BOSTON — FOR fossil hunter Donald Johanson and his colleagues, matching up a collection of skull fragments was like trying to put Humpty Dumpty together again. But unlike the king's horses and men, they were able to do the job. Now they can look back across 3 million years of evolution and see what they believe is the face of an ancient relative.
They have reconstructed the first nearly complete skull of Australopithecus afarensis - a small-brained, upright-walking hominid that is the earliest known ancestor of our own human species.
What's remarkable about this 3 million-year-old fossil is not that it is so old but that it's so young. It is 200,000 years younger than the famous Lucy partial skeleton found in 1974, which first brought the species to public attention, and a million years younger than the oldest specimen. Yet it looks like those ancestors.
``One of the astonishing aspects is that we seem to have established stasis [stability of form] in a species for a million years,'' Dr. Johanson said in a telephone interview.
Yet he noted that, within a few hundred thousand years after the date of the skull, there was rapid evolution into several different hominid species, one of which led to the human evolutionary line. He added that the ``next excitement'' will come with discovery of hominid fossils in the 2.5 million-year-old time frame when this adaptive radiation of species took place.
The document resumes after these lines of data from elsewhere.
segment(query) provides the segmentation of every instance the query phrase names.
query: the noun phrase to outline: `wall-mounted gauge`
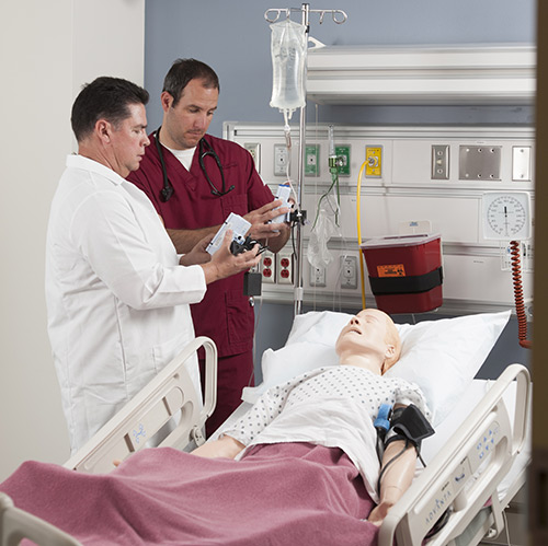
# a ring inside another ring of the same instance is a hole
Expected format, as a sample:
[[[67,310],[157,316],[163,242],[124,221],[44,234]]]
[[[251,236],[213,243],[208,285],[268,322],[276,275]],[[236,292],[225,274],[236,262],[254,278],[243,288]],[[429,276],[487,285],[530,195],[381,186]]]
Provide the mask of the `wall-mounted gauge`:
[[[530,197],[526,191],[489,191],[482,196],[483,237],[530,239]]]

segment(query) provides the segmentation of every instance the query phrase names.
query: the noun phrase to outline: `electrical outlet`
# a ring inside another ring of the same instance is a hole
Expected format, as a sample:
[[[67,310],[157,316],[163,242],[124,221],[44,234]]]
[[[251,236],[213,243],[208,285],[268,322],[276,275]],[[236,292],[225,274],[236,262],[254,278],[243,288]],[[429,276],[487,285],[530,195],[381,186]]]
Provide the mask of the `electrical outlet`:
[[[432,179],[449,179],[449,146],[432,144]]]
[[[276,254],[276,282],[293,284],[293,254],[282,252]]]
[[[342,160],[342,165],[339,166],[339,174],[341,176],[350,176],[350,146],[335,146],[335,155]]]
[[[289,153],[285,144],[274,144],[274,176],[287,176]]]
[[[380,178],[383,174],[383,147],[367,146],[365,148],[365,176]]]
[[[263,282],[276,282],[276,262],[272,252],[263,252],[259,266]]]
[[[243,148],[251,153],[255,163],[255,170],[258,173],[261,173],[261,144],[259,142],[244,142]]]
[[[356,256],[341,256],[341,288],[357,288]]]
[[[310,266],[310,286],[326,287],[326,268]]]
[[[320,174],[320,147],[305,147],[305,176],[318,176]]]

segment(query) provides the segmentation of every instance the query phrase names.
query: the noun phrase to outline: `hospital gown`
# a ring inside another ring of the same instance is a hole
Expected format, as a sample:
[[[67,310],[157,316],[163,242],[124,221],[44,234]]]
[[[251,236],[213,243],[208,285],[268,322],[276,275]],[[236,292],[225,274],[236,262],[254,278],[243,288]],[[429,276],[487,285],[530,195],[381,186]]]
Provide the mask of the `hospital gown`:
[[[373,421],[381,404],[414,404],[427,419],[431,416],[415,384],[354,365],[336,365],[270,388],[222,432],[247,448],[281,442],[340,448],[359,471],[372,499],[378,502],[375,486],[380,465]]]

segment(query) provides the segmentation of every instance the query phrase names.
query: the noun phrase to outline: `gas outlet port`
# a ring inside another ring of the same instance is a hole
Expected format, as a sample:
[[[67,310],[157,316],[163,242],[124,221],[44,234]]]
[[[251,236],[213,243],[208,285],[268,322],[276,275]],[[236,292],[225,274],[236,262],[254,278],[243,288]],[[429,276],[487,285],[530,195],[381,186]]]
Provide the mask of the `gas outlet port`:
[[[433,144],[432,146],[432,179],[448,181],[449,179],[449,146]]]

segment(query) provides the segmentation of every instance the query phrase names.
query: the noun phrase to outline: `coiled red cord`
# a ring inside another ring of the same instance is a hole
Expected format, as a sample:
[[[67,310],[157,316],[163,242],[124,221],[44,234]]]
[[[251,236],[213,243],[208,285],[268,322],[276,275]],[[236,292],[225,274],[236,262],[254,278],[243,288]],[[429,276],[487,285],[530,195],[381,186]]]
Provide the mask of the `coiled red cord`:
[[[527,339],[527,316],[525,314],[525,303],[523,299],[520,241],[510,242],[510,255],[512,262],[512,279],[514,283],[515,311],[517,315],[517,339],[522,347],[530,349],[533,342]]]

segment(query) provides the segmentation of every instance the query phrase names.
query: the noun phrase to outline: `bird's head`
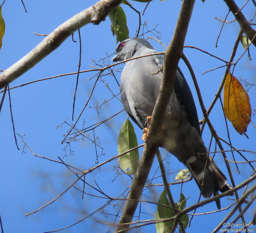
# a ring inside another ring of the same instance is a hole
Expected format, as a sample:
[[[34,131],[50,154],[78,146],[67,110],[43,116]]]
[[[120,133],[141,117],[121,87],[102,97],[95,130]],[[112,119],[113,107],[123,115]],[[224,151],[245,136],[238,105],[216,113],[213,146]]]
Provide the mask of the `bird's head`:
[[[116,49],[116,55],[112,61],[124,61],[132,58],[136,51],[141,47],[154,49],[149,42],[142,38],[129,38],[122,41]]]

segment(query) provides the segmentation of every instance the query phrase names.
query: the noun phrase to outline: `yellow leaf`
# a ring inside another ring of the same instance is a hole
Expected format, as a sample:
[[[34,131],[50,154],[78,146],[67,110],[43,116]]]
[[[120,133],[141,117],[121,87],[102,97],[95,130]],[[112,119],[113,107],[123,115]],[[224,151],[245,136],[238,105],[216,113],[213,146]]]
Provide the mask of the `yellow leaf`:
[[[0,8],[0,49],[2,46],[2,38],[4,33],[4,21],[1,13],[1,9]]]
[[[235,76],[228,74],[224,85],[224,113],[240,134],[247,130],[252,110],[246,91]],[[248,115],[247,115],[248,114]]]

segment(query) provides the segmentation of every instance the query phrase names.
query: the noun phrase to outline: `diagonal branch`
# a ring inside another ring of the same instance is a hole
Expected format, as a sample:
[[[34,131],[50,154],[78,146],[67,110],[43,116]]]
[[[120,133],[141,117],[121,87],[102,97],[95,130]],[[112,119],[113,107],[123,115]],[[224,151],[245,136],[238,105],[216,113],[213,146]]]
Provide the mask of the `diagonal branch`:
[[[127,232],[141,196],[159,144],[157,140],[169,100],[174,84],[176,71],[195,3],[195,0],[183,0],[180,11],[171,43],[165,51],[163,79],[159,95],[154,108],[148,143],[144,150],[137,172],[116,231]],[[161,134],[161,132],[160,133]]]
[[[254,46],[256,46],[256,39],[253,38],[256,34],[256,30],[252,27],[234,0],[224,0],[224,1],[239,23],[241,29],[244,31]]]
[[[100,0],[63,23],[34,49],[0,74],[0,89],[34,66],[79,28],[89,23],[98,25],[105,20],[113,8],[119,5],[121,1]]]

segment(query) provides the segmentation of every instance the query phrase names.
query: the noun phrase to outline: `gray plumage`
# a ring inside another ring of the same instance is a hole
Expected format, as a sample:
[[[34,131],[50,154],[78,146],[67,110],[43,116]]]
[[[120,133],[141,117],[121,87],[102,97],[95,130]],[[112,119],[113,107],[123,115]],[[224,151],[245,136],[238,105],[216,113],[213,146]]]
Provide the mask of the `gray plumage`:
[[[131,38],[116,47],[112,60],[123,61],[157,52],[147,41]],[[151,72],[157,73],[164,60],[162,55],[132,60],[126,62],[122,72],[122,103],[129,115],[141,128],[146,127],[147,117],[152,115],[163,78],[162,72],[154,74]],[[213,193],[216,195],[219,190],[223,192],[231,188],[226,176],[207,154],[201,137],[193,96],[179,67],[163,124],[165,129],[161,146],[187,167],[204,197],[210,197]]]

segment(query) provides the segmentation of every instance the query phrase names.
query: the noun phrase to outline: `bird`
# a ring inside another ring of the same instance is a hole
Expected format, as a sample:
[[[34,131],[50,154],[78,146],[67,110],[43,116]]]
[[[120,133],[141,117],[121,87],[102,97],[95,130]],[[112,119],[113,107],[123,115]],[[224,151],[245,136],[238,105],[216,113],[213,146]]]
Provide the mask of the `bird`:
[[[159,53],[142,38],[130,38],[116,47],[113,62]],[[125,62],[121,74],[121,100],[128,115],[142,129],[148,126],[163,79],[164,55],[153,55]],[[209,155],[201,136],[191,91],[178,66],[173,90],[164,119],[160,146],[188,168],[205,198],[232,187]],[[216,201],[220,209],[219,200]]]

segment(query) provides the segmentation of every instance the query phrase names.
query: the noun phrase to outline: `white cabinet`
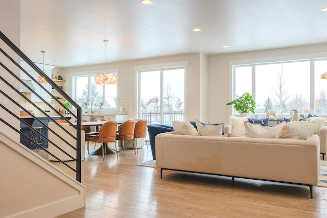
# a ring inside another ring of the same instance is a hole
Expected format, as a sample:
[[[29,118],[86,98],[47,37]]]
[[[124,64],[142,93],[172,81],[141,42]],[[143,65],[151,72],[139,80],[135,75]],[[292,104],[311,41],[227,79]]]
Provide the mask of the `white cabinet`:
[[[128,115],[115,115],[116,121],[118,123],[124,122],[128,119]]]
[[[103,116],[103,118],[105,119],[105,120],[107,121],[114,121],[116,120],[116,117],[114,115],[111,116],[105,115],[105,116]]]
[[[35,65],[37,67],[38,67],[41,70],[42,69],[43,65],[42,64],[35,63]],[[29,65],[25,61],[20,61],[20,66],[22,67],[29,74],[30,74],[33,78],[37,80],[39,75],[35,71],[30,65]],[[44,65],[44,73],[49,77],[50,78],[51,78],[51,74],[52,72],[52,69],[55,67],[55,66],[53,65],[49,65],[47,64]],[[31,80],[31,78],[29,78],[28,76],[27,76],[25,72],[23,71],[20,72],[20,79],[24,80]],[[45,84],[37,84],[34,81],[32,81],[32,83],[33,85],[34,86],[35,89],[34,91],[38,94],[40,95],[41,98],[44,99],[48,102],[51,102],[51,96],[48,94],[45,91],[44,91],[42,88],[40,87],[40,85],[44,87],[49,92],[51,92],[51,86],[49,83]],[[31,95],[31,101],[33,102],[43,102],[42,100],[41,100],[38,97],[37,97],[34,93],[32,93]]]

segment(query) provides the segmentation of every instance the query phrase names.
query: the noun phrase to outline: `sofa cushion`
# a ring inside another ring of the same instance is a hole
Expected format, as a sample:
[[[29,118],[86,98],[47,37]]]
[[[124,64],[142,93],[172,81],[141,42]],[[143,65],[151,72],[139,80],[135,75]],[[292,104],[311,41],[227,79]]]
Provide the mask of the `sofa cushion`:
[[[200,135],[206,136],[220,136],[224,132],[223,123],[217,124],[204,124],[197,119],[195,120],[198,132]]]
[[[177,134],[189,135],[199,135],[197,130],[188,121],[173,121],[173,128]]]
[[[252,124],[259,124],[262,125],[268,126],[269,125],[269,117],[263,118],[261,119],[252,119],[248,117],[248,121]]]
[[[244,122],[247,121],[247,117],[238,117],[230,116],[229,122],[231,125],[231,133],[235,135],[245,135],[245,127]]]
[[[318,132],[320,125],[318,120],[287,123],[275,138],[305,139]]]
[[[286,122],[282,122],[275,125],[264,126],[252,124],[248,121],[244,123],[246,137],[250,138],[274,138]]]

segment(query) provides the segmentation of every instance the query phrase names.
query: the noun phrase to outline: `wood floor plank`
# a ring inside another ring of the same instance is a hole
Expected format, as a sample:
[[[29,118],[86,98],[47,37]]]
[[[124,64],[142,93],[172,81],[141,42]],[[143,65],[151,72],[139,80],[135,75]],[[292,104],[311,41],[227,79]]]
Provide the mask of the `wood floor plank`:
[[[91,147],[91,148],[94,148]],[[85,208],[60,218],[327,218],[327,188],[164,171],[135,166],[152,159],[150,148],[118,158],[87,155],[82,161]],[[52,161],[74,178],[72,172]],[[75,163],[68,161],[75,167]]]

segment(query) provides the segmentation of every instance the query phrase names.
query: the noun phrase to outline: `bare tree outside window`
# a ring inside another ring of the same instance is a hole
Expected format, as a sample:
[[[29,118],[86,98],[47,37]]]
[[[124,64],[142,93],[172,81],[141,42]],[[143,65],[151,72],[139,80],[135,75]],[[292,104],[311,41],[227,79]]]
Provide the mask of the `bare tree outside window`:
[[[282,113],[285,110],[284,107],[286,105],[286,101],[290,97],[288,94],[287,86],[286,85],[286,79],[285,78],[284,72],[284,64],[279,64],[280,68],[278,69],[276,74],[275,86],[272,87],[272,92],[273,94],[273,99],[276,106],[278,107],[278,111]]]
[[[289,111],[296,109],[298,111],[300,111],[302,113],[310,112],[310,104],[305,99],[303,95],[296,92],[293,96],[293,99],[288,103]]]

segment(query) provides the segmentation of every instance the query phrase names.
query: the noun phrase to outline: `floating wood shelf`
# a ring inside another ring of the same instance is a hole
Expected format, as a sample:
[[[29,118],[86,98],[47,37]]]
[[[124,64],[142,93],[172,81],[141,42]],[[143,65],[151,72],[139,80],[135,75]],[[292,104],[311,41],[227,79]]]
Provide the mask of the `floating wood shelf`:
[[[61,83],[64,82],[66,82],[66,81],[65,81],[65,80],[55,80],[55,79],[52,79],[52,81],[55,81],[55,82],[61,82]]]
[[[66,101],[66,100],[64,99],[57,99],[57,100],[60,101],[60,102],[64,102],[65,101]],[[52,101],[56,101],[55,99],[52,99],[51,100]]]
[[[66,91],[65,89],[62,89],[62,90],[63,91]],[[57,91],[56,89],[51,89],[51,91]]]

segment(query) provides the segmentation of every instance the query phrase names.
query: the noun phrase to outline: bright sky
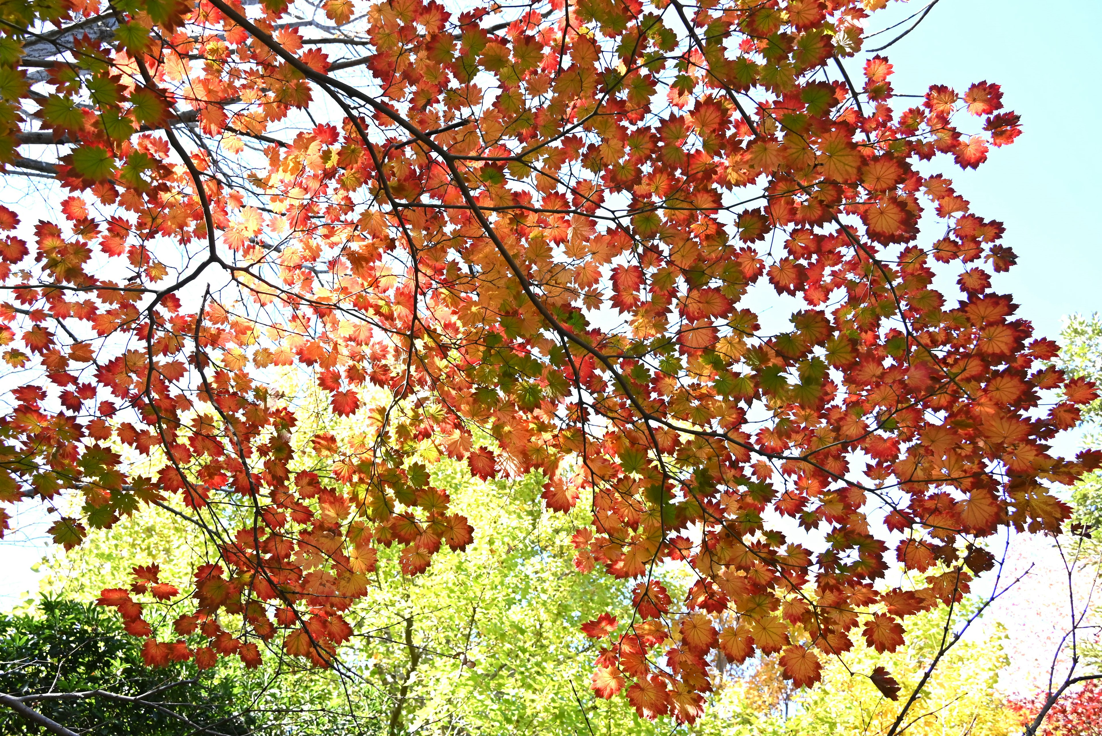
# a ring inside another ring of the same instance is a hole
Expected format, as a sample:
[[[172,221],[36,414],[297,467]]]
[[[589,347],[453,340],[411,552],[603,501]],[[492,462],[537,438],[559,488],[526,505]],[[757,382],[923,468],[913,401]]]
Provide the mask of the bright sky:
[[[893,11],[895,20],[922,7],[912,0]],[[875,19],[871,31],[895,20]],[[887,43],[908,25],[876,40]],[[918,29],[885,52],[898,93],[921,94],[930,84],[963,91],[973,82],[994,82],[1007,108],[1022,115],[1025,132],[1013,145],[993,149],[979,171],[953,177],[973,212],[1005,224],[1005,242],[1018,255],[1018,266],[996,278],[996,289],[1014,294],[1019,314],[1054,337],[1066,315],[1102,311],[1102,205],[1094,181],[1102,171],[1102,148],[1094,143],[1102,118],[1100,28],[1099,0],[939,0]],[[849,66],[860,73],[858,64]],[[1072,451],[1074,439],[1061,445]],[[29,516],[17,517],[15,526]],[[0,542],[0,609],[37,584],[31,565],[42,555],[44,524],[25,531]],[[998,617],[1022,626],[1020,616]],[[1050,640],[1040,629],[1012,632],[1019,641],[1038,638]]]

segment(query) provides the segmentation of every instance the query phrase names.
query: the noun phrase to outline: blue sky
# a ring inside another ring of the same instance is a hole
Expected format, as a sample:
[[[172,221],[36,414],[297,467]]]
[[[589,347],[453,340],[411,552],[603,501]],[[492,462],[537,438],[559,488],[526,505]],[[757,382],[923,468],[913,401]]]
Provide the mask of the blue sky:
[[[878,14],[869,31],[922,7],[908,2]],[[876,41],[886,43],[906,28]],[[1019,314],[1038,333],[1054,337],[1066,315],[1102,311],[1095,224],[1102,204],[1094,181],[1102,169],[1095,142],[1102,117],[1099,29],[1099,0],[940,0],[918,29],[885,52],[898,93],[921,94],[931,84],[963,91],[986,79],[1001,84],[1006,106],[1022,113],[1024,134],[1013,145],[994,149],[977,171],[952,175],[974,212],[1006,225],[1005,242],[1018,255],[1018,266],[998,275],[996,288],[1015,295]],[[850,67],[858,71],[853,62]],[[1061,444],[1070,451],[1074,439]],[[28,537],[0,542],[0,609],[35,586],[30,566],[42,554],[44,524],[25,531]]]
[[[905,12],[893,14],[901,20],[922,7],[904,3]],[[874,19],[869,30],[889,24]],[[1024,133],[1013,145],[993,149],[977,171],[953,178],[973,212],[1006,225],[1018,264],[994,284],[1048,336],[1068,314],[1102,311],[1100,28],[1098,0],[940,0],[884,52],[899,93],[930,84],[963,91],[986,79],[1002,85],[1006,107],[1022,115]]]

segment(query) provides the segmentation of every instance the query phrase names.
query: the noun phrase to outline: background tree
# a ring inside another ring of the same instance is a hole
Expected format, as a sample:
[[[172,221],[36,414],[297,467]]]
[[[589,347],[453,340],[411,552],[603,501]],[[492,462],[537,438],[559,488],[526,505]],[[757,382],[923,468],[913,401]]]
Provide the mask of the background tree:
[[[233,679],[199,684],[194,665],[152,671],[141,645],[102,608],[48,597],[39,606],[0,617],[0,692],[7,697],[77,732],[252,733],[256,722],[238,710],[240,686]],[[0,728],[43,733],[41,724],[7,708]]]
[[[980,165],[1018,117],[986,82],[911,105],[886,58],[851,74],[884,4],[7,2],[0,160],[68,196],[0,210],[28,371],[0,498],[67,548],[142,504],[208,541],[186,583],[100,596],[151,665],[350,675],[380,549],[412,575],[472,543],[444,456],[539,472],[550,509],[584,491],[576,567],[633,609],[583,624],[592,686],[642,717],[699,719],[716,652],[800,686],[898,649],[984,540],[1056,533],[1052,486],[1102,453],[1050,453],[1096,391],[991,292],[1002,225],[918,169]],[[282,366],[357,418],[317,462]]]

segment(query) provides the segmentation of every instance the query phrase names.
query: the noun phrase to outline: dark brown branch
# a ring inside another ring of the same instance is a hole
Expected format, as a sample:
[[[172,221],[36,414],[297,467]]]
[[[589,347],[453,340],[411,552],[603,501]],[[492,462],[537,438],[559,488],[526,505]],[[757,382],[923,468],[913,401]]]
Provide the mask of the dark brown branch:
[[[69,730],[62,724],[57,723],[52,718],[47,718],[32,707],[23,705],[23,703],[18,697],[12,697],[11,695],[6,695],[0,693],[0,705],[7,705],[15,713],[23,716],[25,719],[33,724],[42,726],[52,734],[57,734],[58,736],[80,736],[75,730]]]

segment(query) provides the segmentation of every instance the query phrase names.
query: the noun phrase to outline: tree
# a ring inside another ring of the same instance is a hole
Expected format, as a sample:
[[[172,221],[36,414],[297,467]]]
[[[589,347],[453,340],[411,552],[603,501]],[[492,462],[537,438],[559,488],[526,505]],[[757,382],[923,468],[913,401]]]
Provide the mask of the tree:
[[[947,625],[951,630],[959,628],[981,605],[982,600],[970,596],[955,611],[941,608],[917,616],[908,627],[906,647],[892,653],[858,647],[845,665],[836,659],[824,664],[822,684],[813,690],[791,689],[791,683],[782,679],[776,657],[767,659],[752,668],[748,677],[732,681],[721,691],[714,717],[722,725],[713,733],[724,736],[886,733],[941,650]],[[1018,718],[997,688],[998,672],[1006,665],[1001,646],[1003,636],[996,629],[990,636],[962,641],[948,651],[906,718],[906,733],[917,736],[1018,733]],[[896,700],[885,697],[861,675],[877,667],[898,679],[901,691]],[[782,690],[785,685],[787,691]],[[709,713],[709,719],[712,717]]]
[[[79,499],[66,548],[186,505],[220,559],[100,598],[151,665],[343,668],[380,548],[415,575],[471,544],[443,456],[584,496],[576,566],[634,611],[583,625],[592,686],[640,716],[695,721],[716,651],[799,686],[896,650],[1102,453],[1049,452],[1093,385],[991,291],[1003,226],[917,167],[1018,116],[851,74],[885,4],[7,2],[0,160],[67,196],[0,210],[2,500]],[[281,366],[356,418],[310,467]],[[893,553],[918,585],[878,583]],[[163,602],[207,643],[151,636]]]
[[[1102,322],[1098,314],[1072,315],[1061,331],[1063,343],[1057,366],[1076,379],[1102,376]],[[1098,423],[1102,404],[1083,408],[1083,443],[1099,446]],[[1068,539],[1057,541],[1067,569],[1069,599],[1066,631],[1052,657],[1048,688],[1012,703],[1022,716],[1026,736],[1034,734],[1099,733],[1102,717],[1102,656],[1096,625],[1100,613],[1094,592],[1102,580],[1102,493],[1099,473],[1083,476],[1072,491],[1074,512]],[[1076,585],[1076,578],[1079,585]],[[1065,593],[1061,592],[1061,595]]]
[[[45,598],[40,608],[37,616],[0,617],[6,699],[68,728],[102,734],[252,733],[251,719],[235,707],[233,681],[199,684],[194,667],[149,670],[140,645],[96,606]],[[0,712],[6,734],[39,734],[42,725]]]

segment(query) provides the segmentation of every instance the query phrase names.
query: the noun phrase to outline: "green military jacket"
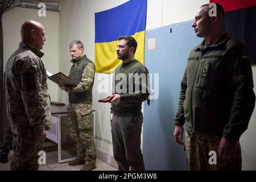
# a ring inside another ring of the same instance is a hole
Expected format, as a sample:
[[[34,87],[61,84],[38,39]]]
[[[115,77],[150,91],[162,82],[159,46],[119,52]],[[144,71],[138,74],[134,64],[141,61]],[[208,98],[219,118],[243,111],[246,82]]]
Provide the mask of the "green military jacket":
[[[5,73],[7,115],[16,135],[51,129],[47,76],[40,58],[43,53],[20,43],[9,59]]]
[[[245,46],[226,34],[192,50],[182,79],[176,125],[188,132],[238,140],[255,106],[250,61]]]

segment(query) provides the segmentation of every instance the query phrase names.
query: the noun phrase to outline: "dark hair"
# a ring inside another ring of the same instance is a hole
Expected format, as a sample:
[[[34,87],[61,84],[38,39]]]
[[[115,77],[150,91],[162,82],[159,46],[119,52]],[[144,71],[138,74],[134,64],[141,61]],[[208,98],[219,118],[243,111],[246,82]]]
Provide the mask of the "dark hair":
[[[72,42],[71,42],[71,43],[69,44],[69,48],[71,48],[75,46],[76,46],[76,47],[79,49],[80,49],[81,48],[84,48],[84,45],[80,40],[73,40]]]
[[[216,5],[216,8],[217,8],[217,16],[218,18],[220,18],[220,20],[221,21],[221,22],[223,22],[225,20],[225,11],[224,9],[223,8],[222,6],[221,6],[220,4],[218,3],[214,3]],[[200,8],[204,6],[207,6],[208,9],[207,12],[209,12],[210,11],[210,8],[209,7],[209,5],[210,4],[205,4],[204,5],[201,6]],[[209,14],[208,14],[209,15]]]
[[[129,48],[134,47],[133,53],[135,54],[137,48],[138,43],[136,40],[130,36],[122,36],[118,38],[118,40],[125,40],[127,41],[127,46]]]

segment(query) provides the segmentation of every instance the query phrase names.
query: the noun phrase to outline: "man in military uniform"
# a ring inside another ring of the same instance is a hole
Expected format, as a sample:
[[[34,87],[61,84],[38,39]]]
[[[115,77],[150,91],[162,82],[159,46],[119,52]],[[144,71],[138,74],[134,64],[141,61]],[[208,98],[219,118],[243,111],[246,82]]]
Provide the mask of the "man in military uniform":
[[[84,55],[84,46],[80,41],[71,42],[69,48],[73,65],[69,77],[78,85],[72,87],[60,85],[62,90],[68,92],[70,134],[77,147],[77,158],[69,165],[85,164],[80,170],[91,171],[96,168],[96,161],[92,109],[95,67]]]
[[[109,97],[114,157],[119,171],[129,171],[130,168],[132,171],[145,170],[141,150],[143,119],[141,109],[142,103],[148,97],[149,80],[147,68],[134,58],[137,45],[131,36],[118,38],[117,54],[123,63],[115,70],[114,87]],[[122,75],[126,78],[120,81]]]
[[[217,16],[210,15],[209,5],[202,6],[192,24],[204,40],[188,57],[175,119],[181,145],[185,123],[188,170],[241,170],[239,139],[255,106],[246,49],[222,33],[225,12],[216,7]],[[216,163],[209,162],[211,155]]]
[[[0,146],[0,163],[7,163],[8,162],[8,155],[10,150],[12,150],[12,140],[13,134],[11,132],[11,126],[10,122],[7,121],[5,123],[5,131],[2,139],[2,144]]]
[[[38,152],[51,127],[50,97],[40,58],[44,28],[34,20],[21,27],[22,42],[9,59],[5,75],[7,117],[14,134],[11,170],[38,170]]]

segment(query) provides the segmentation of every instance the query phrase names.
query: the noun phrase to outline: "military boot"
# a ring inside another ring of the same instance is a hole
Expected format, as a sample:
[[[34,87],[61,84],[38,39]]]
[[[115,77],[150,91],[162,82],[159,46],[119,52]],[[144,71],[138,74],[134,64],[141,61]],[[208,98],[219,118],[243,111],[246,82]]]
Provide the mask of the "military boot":
[[[86,164],[84,165],[84,167],[80,169],[80,171],[92,171],[96,168],[95,165],[94,166],[88,166]]]
[[[85,164],[85,160],[84,159],[76,159],[76,160],[69,162],[68,166],[77,166],[84,164]]]

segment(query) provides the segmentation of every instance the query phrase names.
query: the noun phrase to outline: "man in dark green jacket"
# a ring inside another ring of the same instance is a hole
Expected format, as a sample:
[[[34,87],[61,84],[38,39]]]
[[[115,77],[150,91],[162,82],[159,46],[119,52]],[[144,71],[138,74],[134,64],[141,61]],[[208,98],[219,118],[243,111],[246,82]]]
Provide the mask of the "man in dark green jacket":
[[[141,150],[142,102],[147,100],[148,71],[134,59],[137,42],[131,36],[118,38],[117,53],[123,63],[115,71],[110,125],[114,157],[118,170],[144,171]]]
[[[188,57],[175,119],[181,145],[185,124],[188,170],[241,170],[239,139],[255,106],[246,49],[222,33],[225,12],[216,5],[217,16],[203,5],[192,25],[204,40]]]

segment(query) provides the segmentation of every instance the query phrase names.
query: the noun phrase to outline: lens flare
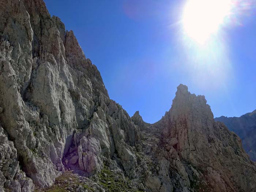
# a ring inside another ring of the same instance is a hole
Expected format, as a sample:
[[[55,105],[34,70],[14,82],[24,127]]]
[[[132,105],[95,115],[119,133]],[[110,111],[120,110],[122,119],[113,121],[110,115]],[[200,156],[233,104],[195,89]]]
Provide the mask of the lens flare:
[[[187,34],[201,44],[217,33],[230,12],[230,0],[189,0],[183,15]]]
Johanson, president of the Institute of Human Origins in Berkeley, Calif.; his colleague, William Kimbel; and Israeli paleoanthropologist Yoel Rak of Tel Aviv University described the skull reconstruction in yesterday's issue of the journal Nature. Dr. Rak and local assistants found the skull's fragments in the Hadar area of Ethiopia's Afar region. It's one of 53 hominid fossils that investigators from the Berkeley institute and the Ethiopian Center for Research and Conservation of Cultural Heritage have found in the area during the past four years.
Asked how investigators know the fragments make up a single skull, Dr. Kimbel said that ``it's a straightforward process.'' He explained that the fragments were found in a cluster and that they fit together well to form 70 to 75 percent of a complete skull.
``It's as if you were putting together a broken plate,'' he said.